The UK is setting the pace around the world in the approval and use of Covid vaccines but, while other countries watch intently, not all are yet prepared to embrace what looks like public health pragmatism rather than strict adherence to evidence.
Britain is the first country in the world to approve and use the Oxford/AstraZeneca vaccine, just as it was first with Pfizer/BioNTech’s. In a further trailblazing decision, it is giving everyone a first shot of either of those vaccines, with the second shot delayed to 12 weeks afterwards instead of the three- or four-week interval in the trials.
And now it has emerged that NHS staff have permission, in limited circumstances, to mix and match the vaccines. With two different vaccines being used and supplies not guaranteed – particularly of Pfizer’s, which is in high demand around the world – the NHS in England has said people can be given a different second dose from the first, if absolutely necessary. So those who got the Pfizer jab first time around might – if supplies have run out (or if there is no record of which they had first) – be given the AstraZeneca version, says its Green Book for health staff on vaccine use. Scotland is following suit, although Wales says it will not.
But in the US in particular, which has already been critical of the UK approach to vaccines, there is scepticism.
Trials of the mix-and-match approach to boosters have not been done, although they are planned. In the New York Times, John Moore from Cornell University commented that British officials “seem to have abandoned science completely now and are just trying to guess their way out of a mess”.
The US Centers for Disease Control and Prevention has said that the authorised Covid-19 vaccines “are not interchangeable” and that “the safety and efficacy of a mixed-product series have not been evaluated. Both doses of the series should be completed with the same product.”
The New York Times article sparked a transatlantic row, with the BMJ demanding a prominent retraction of a headline suggesting vaccine mix and match was officially approved. That was “seriously misleading”, said the BMJ editor, Dr Fiona Godlee.
It’s not official policy, said Dr Mary Ramsay, Public Health England’s head of immunisations. “We do not recommend mixing the Covid-19 vaccines – if your first dose is the Pfizer vaccine you should not be given the AstraZeneca vaccine for your second dose and vice versa.”
But on the “extremely rare occasions” where the same vaccine is unavailable or it is unknown which jab the patient received, it is “better to give a second dose of another vaccine than not at all”.
That and the 12-week spacing are real-world responses to an epic crisis, in an attempt to give some immunity to the rampaging new variant of the coronavirus as quickly as possible to as many people as possible.
The US has had doubts about the UK approach already. Neither the US nor Europe is rushing to authorise use of the Oxford/AstraZeneca vaccine. Both seem to be waiting for more evidence from a large trial taking place in the US. Both were also sceptical of the UK’s rush to authorise the Pfizer vaccine, although they have also now done so. The US has also approved the Moderna vaccine, designed and made in the US, with substantial funding from Operation Warp Speed. It’s a similar vaccine to Pfizer’s and will help ramp up the vaccination effort.
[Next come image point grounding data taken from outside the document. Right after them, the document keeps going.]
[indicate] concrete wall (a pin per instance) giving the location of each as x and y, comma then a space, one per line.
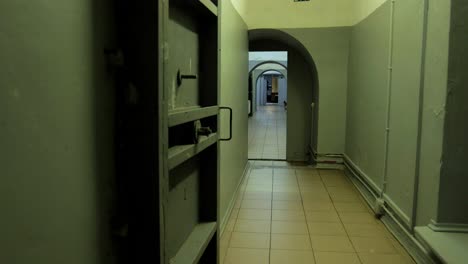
329, 48
433, 110
368, 80
233, 93
370, 91
313, 14
419, 115
56, 127
318, 13
257, 84
283, 90
453, 197
298, 127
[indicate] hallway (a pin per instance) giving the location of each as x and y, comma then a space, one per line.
267, 133
302, 215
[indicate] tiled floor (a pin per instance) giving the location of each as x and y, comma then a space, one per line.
267, 133
301, 215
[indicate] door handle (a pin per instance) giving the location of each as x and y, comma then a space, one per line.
230, 123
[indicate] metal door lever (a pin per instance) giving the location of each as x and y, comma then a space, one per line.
180, 77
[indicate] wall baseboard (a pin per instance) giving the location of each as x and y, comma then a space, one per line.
414, 247
448, 227
327, 161
225, 218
Europe has given Pfizer’s vaccine emergency authorisation, whereas the faster procedure used by the Medicines and Healthcare products Regulatory Authority in the UK means that each batch must be assessed and certified as it is delivered. The same goes for Astra Zeneca’s vaccine, which is why the NHS has only 530,000 doses to use this week, out of the 4m promised.
The availability of vials and syringes around the world may also hold things up. As vaccines are approved and production speeds up, there will be increasing demand for these. It is possible that other countries too may be forced into pragmatic decisions like those of the UK.